See the RMSF plotting documentation for general guidance on comparing analysis results across conditions.

References

Enzyme Mechanism

Hedstrom L. (2002) “Serine Protease Mechanism and Specificity.” Chemical Reviews 102:4501-4524. https://doi.org/10.1021/cr000033x

Classic review of serine protease catalytic mechanism.

Blow DM. (1976) “Structure and Mechanism of Chymotrypsin.” Accounts of Chemical Research 9:145-152.

Foundational paper on catalytic triad structure.

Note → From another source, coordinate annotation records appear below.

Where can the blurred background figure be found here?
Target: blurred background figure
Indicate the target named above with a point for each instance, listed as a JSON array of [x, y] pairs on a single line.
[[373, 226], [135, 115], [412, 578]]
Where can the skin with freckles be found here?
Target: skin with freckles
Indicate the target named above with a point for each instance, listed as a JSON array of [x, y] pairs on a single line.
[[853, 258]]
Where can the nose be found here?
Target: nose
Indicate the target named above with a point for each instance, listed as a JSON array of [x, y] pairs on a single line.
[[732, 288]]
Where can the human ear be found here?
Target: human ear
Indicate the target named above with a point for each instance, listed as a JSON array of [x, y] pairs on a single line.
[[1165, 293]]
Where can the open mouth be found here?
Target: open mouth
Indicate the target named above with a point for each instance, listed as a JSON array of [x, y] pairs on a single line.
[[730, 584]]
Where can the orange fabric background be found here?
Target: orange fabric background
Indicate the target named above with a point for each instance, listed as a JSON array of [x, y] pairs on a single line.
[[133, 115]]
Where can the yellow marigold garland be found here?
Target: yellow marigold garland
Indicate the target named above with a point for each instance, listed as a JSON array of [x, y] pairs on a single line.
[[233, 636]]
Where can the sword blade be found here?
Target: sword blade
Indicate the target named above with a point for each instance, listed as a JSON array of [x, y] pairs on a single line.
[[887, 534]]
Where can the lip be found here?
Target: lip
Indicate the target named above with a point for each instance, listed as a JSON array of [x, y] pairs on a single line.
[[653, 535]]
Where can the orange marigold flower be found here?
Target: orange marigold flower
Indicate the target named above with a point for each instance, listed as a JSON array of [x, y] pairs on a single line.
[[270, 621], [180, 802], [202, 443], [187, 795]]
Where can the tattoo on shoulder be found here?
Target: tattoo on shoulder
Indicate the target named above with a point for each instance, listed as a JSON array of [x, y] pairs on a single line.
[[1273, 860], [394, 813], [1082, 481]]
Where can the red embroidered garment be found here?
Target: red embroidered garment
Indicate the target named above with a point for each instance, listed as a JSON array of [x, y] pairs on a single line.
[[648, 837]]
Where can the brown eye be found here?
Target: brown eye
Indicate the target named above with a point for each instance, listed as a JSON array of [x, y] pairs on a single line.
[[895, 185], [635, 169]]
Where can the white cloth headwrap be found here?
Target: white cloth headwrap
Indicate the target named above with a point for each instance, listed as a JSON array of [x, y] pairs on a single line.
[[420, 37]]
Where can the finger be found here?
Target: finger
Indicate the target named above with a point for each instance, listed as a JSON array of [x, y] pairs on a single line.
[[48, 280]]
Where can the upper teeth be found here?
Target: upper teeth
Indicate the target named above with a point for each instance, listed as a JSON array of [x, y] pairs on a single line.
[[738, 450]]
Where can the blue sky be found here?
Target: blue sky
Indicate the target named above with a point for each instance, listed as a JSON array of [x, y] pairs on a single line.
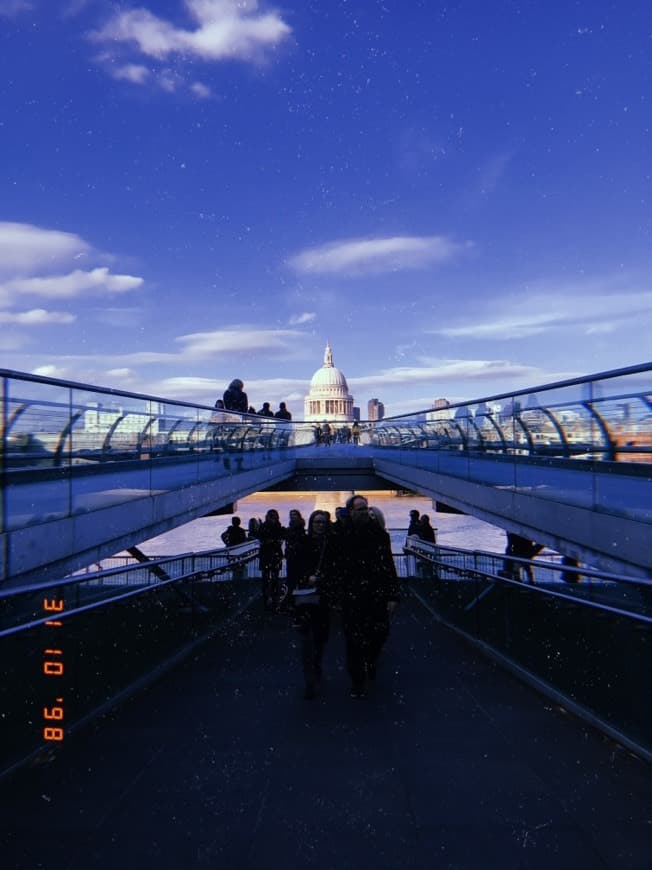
[[456, 195]]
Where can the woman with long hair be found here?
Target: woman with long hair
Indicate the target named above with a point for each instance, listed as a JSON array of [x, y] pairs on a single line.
[[314, 596]]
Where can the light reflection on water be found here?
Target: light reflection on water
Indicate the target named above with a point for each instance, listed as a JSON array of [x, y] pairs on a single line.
[[453, 530]]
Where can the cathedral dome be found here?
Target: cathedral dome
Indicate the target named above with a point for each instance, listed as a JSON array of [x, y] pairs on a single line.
[[329, 397], [328, 377]]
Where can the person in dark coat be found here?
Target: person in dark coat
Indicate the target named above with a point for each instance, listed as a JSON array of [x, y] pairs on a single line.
[[426, 531], [413, 528], [314, 596], [271, 535], [234, 398], [521, 548], [369, 592], [234, 534], [295, 536], [283, 413], [266, 411]]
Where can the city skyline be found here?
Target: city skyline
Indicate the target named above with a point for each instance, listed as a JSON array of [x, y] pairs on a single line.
[[196, 190]]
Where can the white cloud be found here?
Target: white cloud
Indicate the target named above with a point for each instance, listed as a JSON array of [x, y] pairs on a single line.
[[36, 317], [201, 91], [226, 29], [131, 72], [437, 371], [69, 286], [25, 248], [238, 339], [587, 309], [305, 317], [362, 256], [50, 371]]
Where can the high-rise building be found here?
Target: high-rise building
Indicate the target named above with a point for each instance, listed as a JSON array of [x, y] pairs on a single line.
[[375, 410]]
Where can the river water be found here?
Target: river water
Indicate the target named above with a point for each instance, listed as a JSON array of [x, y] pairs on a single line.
[[453, 530]]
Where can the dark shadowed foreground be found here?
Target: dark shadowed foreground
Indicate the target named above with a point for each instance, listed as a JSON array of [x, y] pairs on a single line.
[[450, 762]]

MD Analysis Best Practices

Grossfield A, Patrone PN, Roe DR, Schultz AJ, Siderius DW, Zuckerman DM. (2018) “Best Practices for Quantification of Uncertainty and Sampling Quality in Molecular Simulations.” Living Journal of Computational Molecular Science 1(1):5067. https://doi.org/10.33011/livecoms.1.1.5067

Definitive guide to uncertainty quantification in MD - the basis for PolyzyMD’s autocorrelation analysis.

H-Bond Geometry

Jeffrey GA, Saenger W. (1991) Hydrogen Bonding in Biological Structures. Springer-Verlag.

Comprehensive reference for hydrogen bond geometry in biomolecules.